Justiça autoriza e prefeitura fará a demolição de prédio que tombou em Betim

Marina Proton
mproton@hojeemdia.com.br
24/11/2020 às 08:54.
Atualizado em 27/10/2021 às 05:07
 (Prefeitura de Betim/Divulgação )

(Prefeitura de Betim/Divulgação )

Uma decisão expedida no fim da tarde de segunda-feira (23) autoriza a prefeitura de Betim a demolir parte da obra do prédio que tombou na última terça (17), no bairro Ponte Alta, deixando 15 famílias, que moram no entorno do local, desabrigadas. Uma vistoria foi feita na manhã desta terça-feira (24).

No documento, o juiz responsável, Taunier Cristian Malheiros Lima, determina que a demolição seja feita de forma imediata. No entanto, é preciso que, antes, seja realizada uma vistoria prévia que indique as possíveis causas do desabamento do edifício.

A análise será feita nesta terça pela Comissão de Avaliação de Imóveis da prefeitura da cidade.

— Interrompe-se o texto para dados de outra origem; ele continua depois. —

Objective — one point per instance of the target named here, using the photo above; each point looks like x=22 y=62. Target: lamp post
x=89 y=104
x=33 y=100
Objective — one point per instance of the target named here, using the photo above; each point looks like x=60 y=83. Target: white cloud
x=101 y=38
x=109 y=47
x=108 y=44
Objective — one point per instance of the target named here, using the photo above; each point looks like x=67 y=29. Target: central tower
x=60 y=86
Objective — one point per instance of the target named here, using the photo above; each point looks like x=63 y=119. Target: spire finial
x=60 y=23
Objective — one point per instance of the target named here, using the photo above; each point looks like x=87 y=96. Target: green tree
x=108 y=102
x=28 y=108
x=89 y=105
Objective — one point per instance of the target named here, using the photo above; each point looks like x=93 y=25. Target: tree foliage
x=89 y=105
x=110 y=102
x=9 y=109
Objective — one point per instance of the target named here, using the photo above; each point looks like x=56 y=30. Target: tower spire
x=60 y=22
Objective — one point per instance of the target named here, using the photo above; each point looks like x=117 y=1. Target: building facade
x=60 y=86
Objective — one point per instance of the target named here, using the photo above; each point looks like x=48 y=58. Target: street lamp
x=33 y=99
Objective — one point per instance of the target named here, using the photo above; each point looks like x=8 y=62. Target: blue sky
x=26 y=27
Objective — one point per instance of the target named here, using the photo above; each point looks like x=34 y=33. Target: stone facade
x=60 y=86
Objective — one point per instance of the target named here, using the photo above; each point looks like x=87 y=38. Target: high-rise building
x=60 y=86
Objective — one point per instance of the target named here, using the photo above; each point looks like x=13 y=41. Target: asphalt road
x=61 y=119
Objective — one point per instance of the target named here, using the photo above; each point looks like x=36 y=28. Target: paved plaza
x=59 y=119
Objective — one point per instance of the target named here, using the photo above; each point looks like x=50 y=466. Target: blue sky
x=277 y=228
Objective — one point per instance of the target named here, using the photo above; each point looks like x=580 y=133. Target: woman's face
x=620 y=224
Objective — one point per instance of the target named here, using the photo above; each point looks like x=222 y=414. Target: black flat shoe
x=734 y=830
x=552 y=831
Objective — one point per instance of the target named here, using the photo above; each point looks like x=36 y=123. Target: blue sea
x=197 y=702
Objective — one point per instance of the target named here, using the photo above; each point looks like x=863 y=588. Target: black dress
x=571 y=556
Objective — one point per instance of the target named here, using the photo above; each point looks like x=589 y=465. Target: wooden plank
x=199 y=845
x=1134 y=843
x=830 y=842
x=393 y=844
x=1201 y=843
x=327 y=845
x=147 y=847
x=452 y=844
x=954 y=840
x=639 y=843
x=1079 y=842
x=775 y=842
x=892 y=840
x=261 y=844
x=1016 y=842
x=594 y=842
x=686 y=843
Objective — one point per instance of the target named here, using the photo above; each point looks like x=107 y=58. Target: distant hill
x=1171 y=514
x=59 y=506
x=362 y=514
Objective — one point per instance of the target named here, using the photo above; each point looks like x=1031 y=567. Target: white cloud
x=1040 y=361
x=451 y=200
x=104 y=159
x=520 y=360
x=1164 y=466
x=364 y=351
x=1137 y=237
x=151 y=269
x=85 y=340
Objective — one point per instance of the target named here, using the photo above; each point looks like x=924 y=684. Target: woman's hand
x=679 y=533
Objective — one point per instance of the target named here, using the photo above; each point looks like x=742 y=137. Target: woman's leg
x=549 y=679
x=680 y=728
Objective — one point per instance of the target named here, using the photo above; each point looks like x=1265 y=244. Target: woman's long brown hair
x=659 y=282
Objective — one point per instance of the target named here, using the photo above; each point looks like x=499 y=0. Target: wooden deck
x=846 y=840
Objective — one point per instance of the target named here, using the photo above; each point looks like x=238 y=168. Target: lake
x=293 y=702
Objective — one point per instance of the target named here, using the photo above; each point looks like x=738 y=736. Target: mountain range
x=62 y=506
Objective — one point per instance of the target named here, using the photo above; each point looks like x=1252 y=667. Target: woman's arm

Segundo a Procuradoria-Geral do Município, o processo para demolir o edifício será iniciado caso a comissão identifique, após a análise, que não há como recuperar o imóvel, apontando as possíveis causas do acidente. 

Na última sexta (20), a construtora havia sido responsabilizada por demolir a estrutura da construção, devendo providenciar hospedagem, alimentação, vestuário e assistência de saúde para todas as 15 famílias impedidas de retornar às suas residências em decorrência da interdição causada pelo tombamento do prédio.

O acidente

De acordo com o Corpo de Bombeiros o prédio em construção inclinou-se e vizinhos ouviram estalos vindos da estrutura do edifício. Cerca de 15 famílias de residências próximas foram retiradas do local. Ninguém se feriu.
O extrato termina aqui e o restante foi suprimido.